Il primo è certamente Twitter che ha permesso di sviluppare un dibattito politico orizzontale in cui la credibilità non è data dalle etichette dei contributori o dalla loro posizione nella società ma dalla loro capacità di diventare dei social influencer. Andando su un esempio concreto, la discussione politica sull’elezione del nuovo Presidente della Repubblica italiana che si è sviluppata su twitter e sugli altri social network, ha avuto ripercussioni politiche sulle scelte dei politici che hanno sentito la pressione dell’opinione pubblica allargare la platea al di là dei tradizionali mezzi di comunicazione quali i giornali e la tv. Con l’avvento di twitter e dei blogger i giornalisti non sono più i depositari unici del momento di formazione della decisione pubblica, non ne hanno più l’esclusiva. E questo, se da una parte impone che l’utente di questi servizi abbia il necessario spirito critico per valutare l’attendibilità delle fonti, dall’altra diventa un fenomenale stimolo per i giornalisti a ridisegnare parte della loro professionalità: la sfida diventa quella di coniugare autorevolezza con la capacità di interagire in modo istantaneo con i propri lettori.

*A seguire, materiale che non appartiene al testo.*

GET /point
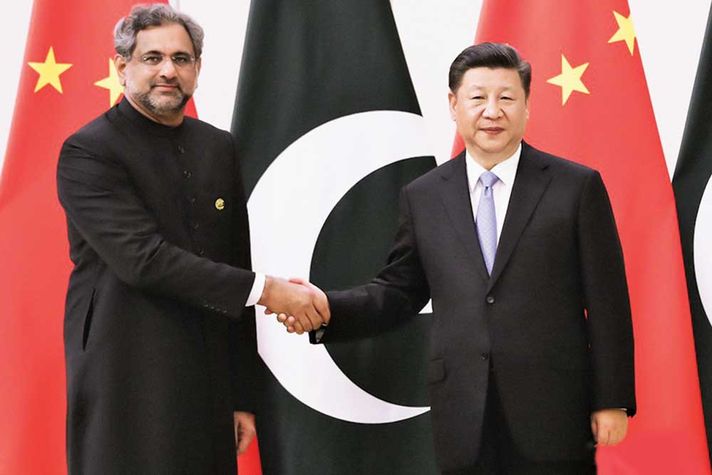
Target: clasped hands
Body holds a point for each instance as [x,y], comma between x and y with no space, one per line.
[299,305]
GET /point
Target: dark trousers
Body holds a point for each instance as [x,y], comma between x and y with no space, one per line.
[500,456]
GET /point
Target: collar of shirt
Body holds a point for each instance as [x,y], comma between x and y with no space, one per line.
[505,170]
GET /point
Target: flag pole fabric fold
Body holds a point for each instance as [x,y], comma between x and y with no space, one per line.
[691,184]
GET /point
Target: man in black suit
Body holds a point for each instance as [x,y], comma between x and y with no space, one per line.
[159,324]
[531,350]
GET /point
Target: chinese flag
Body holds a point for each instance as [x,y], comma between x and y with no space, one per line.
[590,104]
[67,79]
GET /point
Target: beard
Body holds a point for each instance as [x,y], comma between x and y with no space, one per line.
[163,104]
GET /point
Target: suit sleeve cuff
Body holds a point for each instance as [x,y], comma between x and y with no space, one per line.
[257,287]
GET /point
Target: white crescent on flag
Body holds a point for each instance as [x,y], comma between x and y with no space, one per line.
[702,250]
[288,208]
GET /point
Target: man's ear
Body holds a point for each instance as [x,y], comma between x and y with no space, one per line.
[452,101]
[120,63]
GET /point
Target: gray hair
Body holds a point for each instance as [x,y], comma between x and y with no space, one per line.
[142,17]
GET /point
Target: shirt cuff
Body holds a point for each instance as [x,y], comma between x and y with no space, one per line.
[258,287]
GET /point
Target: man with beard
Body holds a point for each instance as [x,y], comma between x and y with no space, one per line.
[159,324]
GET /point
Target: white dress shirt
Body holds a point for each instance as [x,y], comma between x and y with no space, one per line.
[506,171]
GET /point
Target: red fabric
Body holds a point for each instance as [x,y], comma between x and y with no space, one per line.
[34,261]
[613,129]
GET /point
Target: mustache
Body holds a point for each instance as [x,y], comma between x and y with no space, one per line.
[167,83]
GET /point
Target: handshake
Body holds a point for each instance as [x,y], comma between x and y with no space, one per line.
[299,305]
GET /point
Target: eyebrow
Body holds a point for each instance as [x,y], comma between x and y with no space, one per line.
[155,51]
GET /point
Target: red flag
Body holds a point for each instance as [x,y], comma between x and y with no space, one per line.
[67,79]
[590,104]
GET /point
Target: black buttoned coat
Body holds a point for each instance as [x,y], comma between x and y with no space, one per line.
[552,323]
[160,349]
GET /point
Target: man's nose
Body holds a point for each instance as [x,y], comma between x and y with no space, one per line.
[492,109]
[168,69]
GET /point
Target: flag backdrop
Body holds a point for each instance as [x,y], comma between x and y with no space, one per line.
[590,104]
[691,184]
[329,125]
[67,79]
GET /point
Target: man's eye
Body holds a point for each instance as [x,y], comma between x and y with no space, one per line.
[181,60]
[152,59]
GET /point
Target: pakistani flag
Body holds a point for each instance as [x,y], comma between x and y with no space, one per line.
[330,129]
[694,206]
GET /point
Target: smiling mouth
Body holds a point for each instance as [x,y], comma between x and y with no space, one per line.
[165,86]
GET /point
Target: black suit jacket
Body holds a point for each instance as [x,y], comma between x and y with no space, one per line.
[159,346]
[553,321]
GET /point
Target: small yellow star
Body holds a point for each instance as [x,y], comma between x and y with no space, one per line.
[111,82]
[569,80]
[49,72]
[626,32]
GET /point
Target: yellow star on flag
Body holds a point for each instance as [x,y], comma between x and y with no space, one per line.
[49,71]
[626,31]
[111,82]
[569,80]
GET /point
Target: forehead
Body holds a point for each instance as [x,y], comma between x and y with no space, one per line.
[491,78]
[169,38]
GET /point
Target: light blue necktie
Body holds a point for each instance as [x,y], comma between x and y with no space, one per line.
[486,220]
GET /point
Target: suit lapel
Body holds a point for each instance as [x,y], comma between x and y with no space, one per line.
[455,195]
[529,184]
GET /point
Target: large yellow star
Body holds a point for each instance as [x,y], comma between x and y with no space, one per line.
[111,82]
[626,32]
[49,71]
[569,80]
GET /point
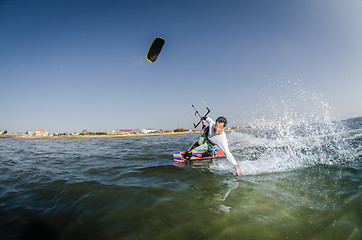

Il secondo sono gli strumenti come Change.org, piattaforme per lanciare petizioni che ultimamente hanno visto la loro popolarità crescere esponenzialmente riuscendo a portare l’attenzione del dibattito politico sulle istanze che gli utenti sottopongono all’attenzione della comunità, non solo virtuale.
Forse siamo ancora lontani dalla democrazia liquida ma certamente l’influenza che internet e i social network iniziano ad avere sul dibattito politico sta acquisendo, giorno dopo giorno, sempre maggiore importanza.
Credibilità ed autorevolezza, ormai, sono concetti che dalla teoria appresa sui banchi dell’Università non possono più essere divulgati soltanto in un modo. Il giornalismo appreso in strada e studiato per l’esame, quello con la Legge ’47/’48, per intenderci, non può continuare ad essere esercitato alla maniera di allora. Giungere a rappresentare i new (present) media con l’aspetto liquido e, dunque, per inverso, non condensato, è un logico e fisiologico punto di arrivo.
L’aspetto liquido non può rappresentare un punto di arrivo, ma di partenza. La capacità del giornalista moderno deve essere quella di saper mediare il flusso continuo di informazioni, selezionandole e rendendole intellegibili a tutti. Non si può pensare che lo strumento, si tratti di Twitter o di qualsiasi altro, possa assolvere a questo compito. La mediazione deve continuare ad essere fatta dalle persone e non dai mezzi. Il plus del giornalismo 2.0 deve venire dalla possibilità che offre di ampliare la platea dei verificatori dell’attendibilità dell’informazione, il cosiddetto fact checking, e non dal superamento del momento della mediazione che oggi può e deve essere effettuata ex ante ed ex post.